Así sucedió. Su detención fue inmediata y el proceso judicial ágil. El homicida fue juzgado en junio del 2017 y condenado a 31 años de prisión, diecinueve por el asesinato consumado y doce por la agresión en Pazos. La sentencia fue ratificada por el Tribunal Supremo en diciembre de ese mismo año, pero Aniceto Rodríguez cumplió una pequeña parte de la pena, ya que murió a los 78 años, en septiembre del 2018, en la prisión de A Lama, a causa de un fallo cardiovascular. Previamente ya había padecido un ictus.

Sin resolución

Cinco años más tarde, aún colea un fleco relevante en este caso. La familia de Fuentes y su letrada, Beatriz Seijo, siguen considerando que la magistrada debe ser sancionada por negligencia, por no haber protegido debidamente la vida de la fallecida tras el ataque en su vivienda. «Aún estamos pendientes de la resolución definitiva, para que el Consejo General del Poder Judicial se pronuncie sobre nuestro recurso tras la exoneración de la instructora por parte del promotor de la acción disciplinaria». Se trata de la segunda alegación de la abogada. La primera, fue atendida por el Tribunal Supremo, que instó a que se realizaran más pruebas testificales y documentales tras un primer pronunciamiento del CGPJ que no consideraba que la togada hubiera cometido alguna irregularidad.

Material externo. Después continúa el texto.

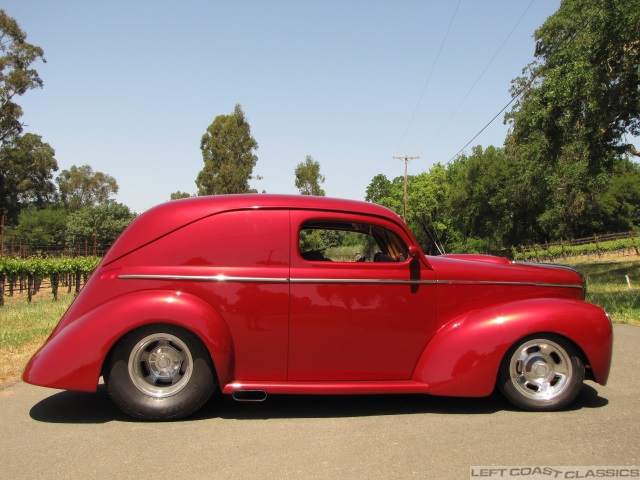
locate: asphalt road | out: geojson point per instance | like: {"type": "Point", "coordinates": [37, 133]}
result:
{"type": "Point", "coordinates": [55, 434]}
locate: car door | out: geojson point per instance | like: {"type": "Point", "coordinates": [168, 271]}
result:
{"type": "Point", "coordinates": [364, 316]}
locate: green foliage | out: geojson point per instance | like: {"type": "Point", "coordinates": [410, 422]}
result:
{"type": "Point", "coordinates": [41, 227]}
{"type": "Point", "coordinates": [101, 223]}
{"type": "Point", "coordinates": [16, 75]}
{"type": "Point", "coordinates": [537, 253]}
{"type": "Point", "coordinates": [26, 172]}
{"type": "Point", "coordinates": [480, 203]}
{"type": "Point", "coordinates": [44, 267]}
{"type": "Point", "coordinates": [309, 178]}
{"type": "Point", "coordinates": [227, 151]}
{"type": "Point", "coordinates": [580, 101]}
{"type": "Point", "coordinates": [178, 195]}
{"type": "Point", "coordinates": [82, 187]}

Tras la realización de esas nuevas pruebas y testificales, miembros de la Guardia Civil de Verín declararon en 2019 que la jueza, ante sus peticiones sobre que se detuviera a Aniceto o se tomaran medidas para alejarle de Isabel, advirtió a los agentes que no activaría medidas de protección en este caso. La familia sigue pidiendo «que se haga justicia y se tomen medidas contra la jueza». Si no es así, no descartan llevar el caso ante la justicia internacional. Los primos de la fallecida -no tenía ni hermanos ni hijos- continúan muy afectados por lo sucedido y se han mostrado muy críticos por lo que consideran un «corporativismo judicial» que ha dejado sin castigo a la instructora. Después de cinco años, siguen pidiendo justicia para evitar que «algo así se pueda volver a repetir».